The various embodiments described above can be combined to provide further embodiments. All of the U.S. patents, U.S. patent application publications, U.S. patent applications, foreign patents, foreign patent applications and non-patent publications referred to in this specification and/or listed in the Application Data Sheet are incorporated herein by reference, in their entirety. Aspects of the embodiments can be modified, if necessary to employ concepts of the various patents, applications and publications to provide yet further embodiments.
These and other changes can be made to the embodiments in light of the above-detailed description. In general, in the following claims, the terms used should not be construed to limit the claims to the specific embodiments disclosed in the specification and the claims, but should be construed to include all possible embodiments along with the full scope of equivalents to which such claims are entitled. Accordingly, the claims are not limited by the disclosure.
Claims
1. A method in a computing system for generating a graph, comprising:
- accessing a data object emitted by a single-cell analysis instrument with respect to a sample, the data object indicating, for each of a plurality of cells within the sample, for each of a plurality of cellular constituents, an expression level determined by the instrument for the constituent in the cell;
- initializing the graph; and
- populating the initialized graph, by: for each of the plurality of constituents: for each of the plurality of cells: determining whether the cell has positive expression of the constituent by comparing the data object's indication of the expression level of the constituent in the cell to a positive expression threshold; where it is determined that the cell has positive expression of the constituent, storing an indication that the cell has positive expression of the constituent; counting the number of stored indications that cells have positive expression of the constituent to obtain a count; setting an individual constituent graph inclusion flag for the constituent to either true or false in accordance with a comparison of the count to a graph inclusion threshold; for each of the plurality of constituents whose individual constituent graph inclusion flags are set: adding to the graph a node corresponding to the constituent whose appearance reflects the count obtained for the constituent; or each of a plurality of different combinations of constituents whose individual constituent graph inclusion flags are set to true: counting the number of cells for each of which indications are stored that the cell has positive expression of all of the constituents of the combination; and adding to the graph a node corresponding to the combination whose appearance reflects the count obtained for the combination.
2. The method of claim 1 wherein the plurality of cellular constituents are selected from among transcriptomic cellular constituents, proteomic cellular constituents, and genomic cellular constituents.
3. The method of claim 1, the method further comprising:
- applying a hashing technique to data representing the generated graph to obtain a co-expression fingerprint for the sample characterizing the generated graph; and
- persistently storing the obtained fingerprint.
4. The method of claim 1 for each of the plurality of cells:
- determining a cell type of the cell from among a multiplicity of cell types, wherein the populating is performed separately for the cells determined to be of each of a plurality of cell types selected from among the multiplicity of subtypes, such that the generated graph contains a distinct subgraph for each of the selected cell types.
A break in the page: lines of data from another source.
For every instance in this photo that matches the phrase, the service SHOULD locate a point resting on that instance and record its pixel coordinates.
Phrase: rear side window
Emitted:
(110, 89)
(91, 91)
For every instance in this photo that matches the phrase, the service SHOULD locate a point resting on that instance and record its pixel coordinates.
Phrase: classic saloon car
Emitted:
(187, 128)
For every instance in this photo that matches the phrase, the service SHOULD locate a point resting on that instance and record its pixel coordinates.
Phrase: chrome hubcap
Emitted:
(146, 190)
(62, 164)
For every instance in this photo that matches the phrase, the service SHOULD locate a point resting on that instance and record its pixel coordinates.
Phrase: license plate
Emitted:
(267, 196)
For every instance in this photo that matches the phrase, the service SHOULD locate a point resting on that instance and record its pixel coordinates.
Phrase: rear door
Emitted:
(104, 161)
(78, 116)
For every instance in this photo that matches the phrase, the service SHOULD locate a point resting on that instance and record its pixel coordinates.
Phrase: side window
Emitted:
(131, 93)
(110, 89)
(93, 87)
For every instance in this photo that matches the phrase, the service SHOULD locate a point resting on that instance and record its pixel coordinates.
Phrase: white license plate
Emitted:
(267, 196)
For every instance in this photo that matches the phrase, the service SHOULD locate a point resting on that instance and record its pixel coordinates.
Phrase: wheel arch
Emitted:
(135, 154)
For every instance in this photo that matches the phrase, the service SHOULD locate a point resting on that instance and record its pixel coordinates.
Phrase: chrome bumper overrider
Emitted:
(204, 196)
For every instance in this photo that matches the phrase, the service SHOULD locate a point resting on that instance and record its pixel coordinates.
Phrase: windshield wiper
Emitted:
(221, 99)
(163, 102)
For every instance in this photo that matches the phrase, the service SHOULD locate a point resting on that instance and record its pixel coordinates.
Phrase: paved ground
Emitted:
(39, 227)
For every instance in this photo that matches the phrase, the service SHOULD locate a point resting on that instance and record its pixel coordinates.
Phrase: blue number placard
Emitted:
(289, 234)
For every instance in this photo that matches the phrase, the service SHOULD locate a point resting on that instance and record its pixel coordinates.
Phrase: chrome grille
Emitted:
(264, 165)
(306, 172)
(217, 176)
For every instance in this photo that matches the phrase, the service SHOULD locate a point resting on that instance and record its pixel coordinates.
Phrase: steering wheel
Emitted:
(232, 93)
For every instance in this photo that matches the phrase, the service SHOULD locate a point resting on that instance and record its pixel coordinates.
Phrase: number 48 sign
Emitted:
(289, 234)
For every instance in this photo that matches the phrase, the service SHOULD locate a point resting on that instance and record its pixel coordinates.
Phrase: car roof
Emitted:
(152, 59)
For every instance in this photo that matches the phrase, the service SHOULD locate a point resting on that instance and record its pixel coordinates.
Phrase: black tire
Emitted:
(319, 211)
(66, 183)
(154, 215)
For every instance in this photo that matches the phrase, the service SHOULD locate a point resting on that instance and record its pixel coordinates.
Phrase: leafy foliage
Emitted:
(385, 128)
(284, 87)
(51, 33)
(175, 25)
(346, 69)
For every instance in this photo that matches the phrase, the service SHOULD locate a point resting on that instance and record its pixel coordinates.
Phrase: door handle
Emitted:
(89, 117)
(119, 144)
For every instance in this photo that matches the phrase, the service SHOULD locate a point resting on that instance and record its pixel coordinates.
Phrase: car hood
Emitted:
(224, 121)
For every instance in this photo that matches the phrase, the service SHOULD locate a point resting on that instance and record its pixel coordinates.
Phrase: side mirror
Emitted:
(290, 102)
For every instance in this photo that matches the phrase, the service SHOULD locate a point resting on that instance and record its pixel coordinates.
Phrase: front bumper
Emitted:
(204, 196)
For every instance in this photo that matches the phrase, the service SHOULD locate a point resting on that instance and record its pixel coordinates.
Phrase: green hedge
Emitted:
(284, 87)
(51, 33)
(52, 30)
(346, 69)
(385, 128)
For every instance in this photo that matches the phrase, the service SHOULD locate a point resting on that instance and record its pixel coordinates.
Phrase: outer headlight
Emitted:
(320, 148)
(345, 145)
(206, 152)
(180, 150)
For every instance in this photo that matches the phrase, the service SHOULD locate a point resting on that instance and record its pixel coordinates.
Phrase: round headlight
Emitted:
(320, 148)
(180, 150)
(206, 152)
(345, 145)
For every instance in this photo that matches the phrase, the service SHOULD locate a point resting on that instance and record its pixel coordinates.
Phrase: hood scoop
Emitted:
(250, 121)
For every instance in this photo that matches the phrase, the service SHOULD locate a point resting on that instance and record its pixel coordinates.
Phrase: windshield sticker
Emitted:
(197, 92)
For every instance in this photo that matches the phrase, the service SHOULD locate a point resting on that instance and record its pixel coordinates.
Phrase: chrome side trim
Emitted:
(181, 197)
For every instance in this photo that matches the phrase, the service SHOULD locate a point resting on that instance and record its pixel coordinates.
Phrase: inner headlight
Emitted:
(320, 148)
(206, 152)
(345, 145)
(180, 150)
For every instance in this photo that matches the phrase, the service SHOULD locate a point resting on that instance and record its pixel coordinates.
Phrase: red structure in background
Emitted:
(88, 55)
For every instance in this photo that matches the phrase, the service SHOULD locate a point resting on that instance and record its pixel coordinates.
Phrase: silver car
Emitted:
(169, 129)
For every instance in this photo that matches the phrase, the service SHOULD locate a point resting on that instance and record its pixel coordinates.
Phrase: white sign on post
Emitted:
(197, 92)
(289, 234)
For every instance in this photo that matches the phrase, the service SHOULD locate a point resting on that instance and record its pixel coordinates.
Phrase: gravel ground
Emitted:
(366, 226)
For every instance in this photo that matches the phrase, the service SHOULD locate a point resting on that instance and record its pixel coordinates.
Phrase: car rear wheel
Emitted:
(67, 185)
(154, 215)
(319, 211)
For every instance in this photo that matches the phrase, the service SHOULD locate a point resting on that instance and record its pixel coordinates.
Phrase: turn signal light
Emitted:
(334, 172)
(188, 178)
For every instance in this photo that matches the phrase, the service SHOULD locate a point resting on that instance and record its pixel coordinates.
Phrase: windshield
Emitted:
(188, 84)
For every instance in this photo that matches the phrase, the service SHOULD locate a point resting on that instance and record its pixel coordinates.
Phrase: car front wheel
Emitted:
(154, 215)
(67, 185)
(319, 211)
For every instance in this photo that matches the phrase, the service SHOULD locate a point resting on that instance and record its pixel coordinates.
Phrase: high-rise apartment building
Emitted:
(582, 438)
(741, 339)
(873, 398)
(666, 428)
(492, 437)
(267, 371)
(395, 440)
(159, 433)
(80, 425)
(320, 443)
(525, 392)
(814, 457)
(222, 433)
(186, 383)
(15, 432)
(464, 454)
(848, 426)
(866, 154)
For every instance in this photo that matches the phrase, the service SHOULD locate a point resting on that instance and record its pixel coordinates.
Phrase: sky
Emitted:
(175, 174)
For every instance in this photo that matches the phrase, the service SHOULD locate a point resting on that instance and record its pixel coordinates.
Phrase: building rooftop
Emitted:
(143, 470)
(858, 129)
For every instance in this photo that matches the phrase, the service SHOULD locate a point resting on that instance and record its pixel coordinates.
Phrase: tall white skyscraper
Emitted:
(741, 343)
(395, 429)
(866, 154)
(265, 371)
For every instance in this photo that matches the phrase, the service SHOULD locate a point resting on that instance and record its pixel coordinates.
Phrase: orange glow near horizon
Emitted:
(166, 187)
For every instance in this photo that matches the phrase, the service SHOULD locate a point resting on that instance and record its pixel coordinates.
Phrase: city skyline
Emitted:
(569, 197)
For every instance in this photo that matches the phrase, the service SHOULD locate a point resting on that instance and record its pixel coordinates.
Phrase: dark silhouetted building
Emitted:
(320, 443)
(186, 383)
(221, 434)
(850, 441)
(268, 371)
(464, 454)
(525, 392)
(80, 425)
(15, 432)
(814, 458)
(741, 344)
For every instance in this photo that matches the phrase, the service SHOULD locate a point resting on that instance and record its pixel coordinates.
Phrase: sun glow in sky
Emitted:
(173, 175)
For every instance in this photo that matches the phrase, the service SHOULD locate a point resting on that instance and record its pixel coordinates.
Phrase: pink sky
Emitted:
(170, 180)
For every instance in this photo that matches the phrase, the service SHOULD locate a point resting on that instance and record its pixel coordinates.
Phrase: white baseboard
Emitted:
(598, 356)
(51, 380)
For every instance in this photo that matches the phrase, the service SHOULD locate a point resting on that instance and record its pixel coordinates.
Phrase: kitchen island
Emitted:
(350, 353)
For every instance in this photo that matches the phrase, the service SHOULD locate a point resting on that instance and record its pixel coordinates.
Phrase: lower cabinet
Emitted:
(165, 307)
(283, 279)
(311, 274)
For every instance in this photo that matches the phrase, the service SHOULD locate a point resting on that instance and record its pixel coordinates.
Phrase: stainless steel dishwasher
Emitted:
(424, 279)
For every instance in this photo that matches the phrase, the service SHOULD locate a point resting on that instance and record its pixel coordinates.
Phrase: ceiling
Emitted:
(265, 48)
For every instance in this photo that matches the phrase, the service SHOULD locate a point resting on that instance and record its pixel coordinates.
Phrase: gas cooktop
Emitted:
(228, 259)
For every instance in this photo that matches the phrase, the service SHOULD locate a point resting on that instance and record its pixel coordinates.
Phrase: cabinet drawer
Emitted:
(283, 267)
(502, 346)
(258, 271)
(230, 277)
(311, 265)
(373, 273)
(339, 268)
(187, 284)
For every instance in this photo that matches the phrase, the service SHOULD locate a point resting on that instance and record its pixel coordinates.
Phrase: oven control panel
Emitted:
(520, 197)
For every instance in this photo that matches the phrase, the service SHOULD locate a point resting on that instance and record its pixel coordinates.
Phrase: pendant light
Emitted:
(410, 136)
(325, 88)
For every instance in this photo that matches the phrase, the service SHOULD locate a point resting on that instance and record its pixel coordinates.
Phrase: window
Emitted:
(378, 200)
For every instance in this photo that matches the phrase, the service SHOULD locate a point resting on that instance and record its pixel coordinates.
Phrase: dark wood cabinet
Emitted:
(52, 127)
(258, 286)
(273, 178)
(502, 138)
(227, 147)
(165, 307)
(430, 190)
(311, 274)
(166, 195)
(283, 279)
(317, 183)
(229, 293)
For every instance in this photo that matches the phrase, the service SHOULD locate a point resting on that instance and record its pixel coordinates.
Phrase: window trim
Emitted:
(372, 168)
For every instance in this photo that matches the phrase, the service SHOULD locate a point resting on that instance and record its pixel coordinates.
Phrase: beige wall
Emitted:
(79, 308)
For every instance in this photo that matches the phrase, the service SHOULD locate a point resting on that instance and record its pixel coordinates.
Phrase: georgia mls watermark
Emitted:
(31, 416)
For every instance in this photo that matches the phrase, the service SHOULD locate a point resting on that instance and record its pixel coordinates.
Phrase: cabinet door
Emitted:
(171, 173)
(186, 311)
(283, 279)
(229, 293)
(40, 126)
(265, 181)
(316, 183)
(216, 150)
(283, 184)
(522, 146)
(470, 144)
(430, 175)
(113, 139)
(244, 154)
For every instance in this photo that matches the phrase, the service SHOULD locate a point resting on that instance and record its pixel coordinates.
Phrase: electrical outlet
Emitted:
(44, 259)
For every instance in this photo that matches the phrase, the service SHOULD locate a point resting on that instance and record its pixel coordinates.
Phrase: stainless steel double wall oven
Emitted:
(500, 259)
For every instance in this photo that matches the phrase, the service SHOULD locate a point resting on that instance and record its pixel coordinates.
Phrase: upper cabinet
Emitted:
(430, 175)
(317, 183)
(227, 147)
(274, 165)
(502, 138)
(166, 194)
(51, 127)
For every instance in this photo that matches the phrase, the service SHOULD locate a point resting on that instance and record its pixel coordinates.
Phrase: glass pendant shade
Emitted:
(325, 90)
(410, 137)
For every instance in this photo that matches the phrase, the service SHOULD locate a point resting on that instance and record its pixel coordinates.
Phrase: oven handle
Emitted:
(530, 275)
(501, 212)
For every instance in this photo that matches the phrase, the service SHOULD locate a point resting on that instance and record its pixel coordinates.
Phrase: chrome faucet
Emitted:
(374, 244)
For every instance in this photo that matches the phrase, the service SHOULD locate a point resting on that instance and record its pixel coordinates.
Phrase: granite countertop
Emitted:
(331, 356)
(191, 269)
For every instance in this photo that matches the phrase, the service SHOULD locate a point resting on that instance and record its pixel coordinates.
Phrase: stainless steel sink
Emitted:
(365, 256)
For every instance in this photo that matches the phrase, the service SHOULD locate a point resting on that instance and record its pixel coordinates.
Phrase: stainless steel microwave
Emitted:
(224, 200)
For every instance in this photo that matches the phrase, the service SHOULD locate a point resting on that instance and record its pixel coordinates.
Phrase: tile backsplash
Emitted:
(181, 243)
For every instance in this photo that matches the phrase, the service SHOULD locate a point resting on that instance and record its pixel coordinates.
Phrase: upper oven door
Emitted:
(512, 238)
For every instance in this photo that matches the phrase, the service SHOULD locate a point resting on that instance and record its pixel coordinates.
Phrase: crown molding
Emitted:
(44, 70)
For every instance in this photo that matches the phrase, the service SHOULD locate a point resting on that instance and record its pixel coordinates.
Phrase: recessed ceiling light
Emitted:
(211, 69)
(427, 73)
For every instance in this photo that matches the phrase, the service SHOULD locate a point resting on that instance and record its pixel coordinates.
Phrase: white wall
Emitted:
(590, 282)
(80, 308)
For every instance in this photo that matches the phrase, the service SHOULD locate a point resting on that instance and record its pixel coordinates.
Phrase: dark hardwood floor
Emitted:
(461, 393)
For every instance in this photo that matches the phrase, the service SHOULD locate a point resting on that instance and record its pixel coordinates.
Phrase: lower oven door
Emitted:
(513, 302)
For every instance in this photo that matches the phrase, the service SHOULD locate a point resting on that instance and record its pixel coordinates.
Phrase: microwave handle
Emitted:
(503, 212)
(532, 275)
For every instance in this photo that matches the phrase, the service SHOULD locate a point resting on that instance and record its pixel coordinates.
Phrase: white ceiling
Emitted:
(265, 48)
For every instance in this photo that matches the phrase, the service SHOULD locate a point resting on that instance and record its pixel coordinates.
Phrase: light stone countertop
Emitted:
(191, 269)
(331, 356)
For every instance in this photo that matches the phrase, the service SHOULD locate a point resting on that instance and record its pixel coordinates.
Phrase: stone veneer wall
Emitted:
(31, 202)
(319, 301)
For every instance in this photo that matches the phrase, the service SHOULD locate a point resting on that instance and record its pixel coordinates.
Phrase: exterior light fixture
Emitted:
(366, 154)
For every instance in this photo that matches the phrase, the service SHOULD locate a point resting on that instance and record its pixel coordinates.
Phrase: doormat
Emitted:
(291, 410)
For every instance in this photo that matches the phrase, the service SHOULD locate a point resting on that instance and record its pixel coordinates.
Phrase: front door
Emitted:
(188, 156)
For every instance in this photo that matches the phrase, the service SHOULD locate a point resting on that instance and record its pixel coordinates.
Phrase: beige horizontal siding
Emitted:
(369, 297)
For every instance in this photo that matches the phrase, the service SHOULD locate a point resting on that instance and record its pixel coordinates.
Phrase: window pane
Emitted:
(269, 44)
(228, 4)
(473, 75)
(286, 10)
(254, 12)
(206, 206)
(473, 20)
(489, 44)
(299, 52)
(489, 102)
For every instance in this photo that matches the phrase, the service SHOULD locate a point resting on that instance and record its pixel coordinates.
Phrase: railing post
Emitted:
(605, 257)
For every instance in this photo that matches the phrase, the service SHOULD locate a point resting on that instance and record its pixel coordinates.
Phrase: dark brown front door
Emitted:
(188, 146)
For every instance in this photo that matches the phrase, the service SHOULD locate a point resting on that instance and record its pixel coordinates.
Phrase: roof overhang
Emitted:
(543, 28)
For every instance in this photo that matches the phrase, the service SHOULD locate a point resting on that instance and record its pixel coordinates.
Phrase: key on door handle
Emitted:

5. The method of claim 4, the method further comprising:
- performing the accessing, initializing, populating, and storing twice, once for a first data object corresponding to a first sample, and once for a second data object corresponding to a second sample different from the first sample, to obtain first and second graphs; and
- receiving user input designating one of the selected cell types; and
- determining a quantitative similarity measure between the first and second graphs representing a level of similarity between co-expression patterns in the first and second samples with respect to the designated cell type, using data representing the first and second graphs.
6. The method of claim 4, the method further comprising:
- for each of a plurality of samples, performing the accessing, initializing, populating, and storing to obtain a graph for the sample; and
- for a distinguished one of the plurality of selected cell types: applying a clustering technique to the subgraph of the obtained graphs for the distinguished cell type to organize samples among the plurality of samples into a plurality of clusters, each of the clusters containing samples whose graph subgraphs for the distinguished cell type reflect similar co-expression patterns.
7. The method of claim 4, further comprising:
- for a distinguished one of the plurality of selected cell types: applying a hashing technique to data representing the subgraph of the generated graph for the distinguished cell type to obtain a co-expression fingerprint for the sample characterizing the subgraph; and
- persistently storing the obtained fingerprint.
8. The method of claim 3, the method further comprising:
- repeating the accessing, initializing, populating, applying, and storing for a plurality of data objects each corresponding to a different sample to obtain both a generated graph and a co-expression fingerprint for each of the plurality of data objects;
- receiving a query specifying a co-expression pattern identifying at least two constituents;
- selecting a proper subset of the stored co-expression fingerprint that match the co-expression pattern specified by the query; and
- for each of at least a portion of the selected stored co-expression fingerprints, outputting information about the corresponding generated graph.
9. The method of claim 3, the method further comprising:
- repeating the accessing, initializing, populating, applying, and storing for a plurality of data objects each corresponding to a different sample to obtain both a generated graph and a co-expression fingerprint for each of the plurality of data objects;
- for each of the plurality of data objects: accessing a conclusion reached with respect to the sample to which the data object corresponds or a subject from which the sample was obtained; constructing a training observation in which the co-expression fingerprint generated for the data object is an independent variable value, and the accessed conclusion is a dependent variable value; and
- using the constructed training observations to train a machine learning model to infer conclusion from co-expression fingerprint for an additional data object.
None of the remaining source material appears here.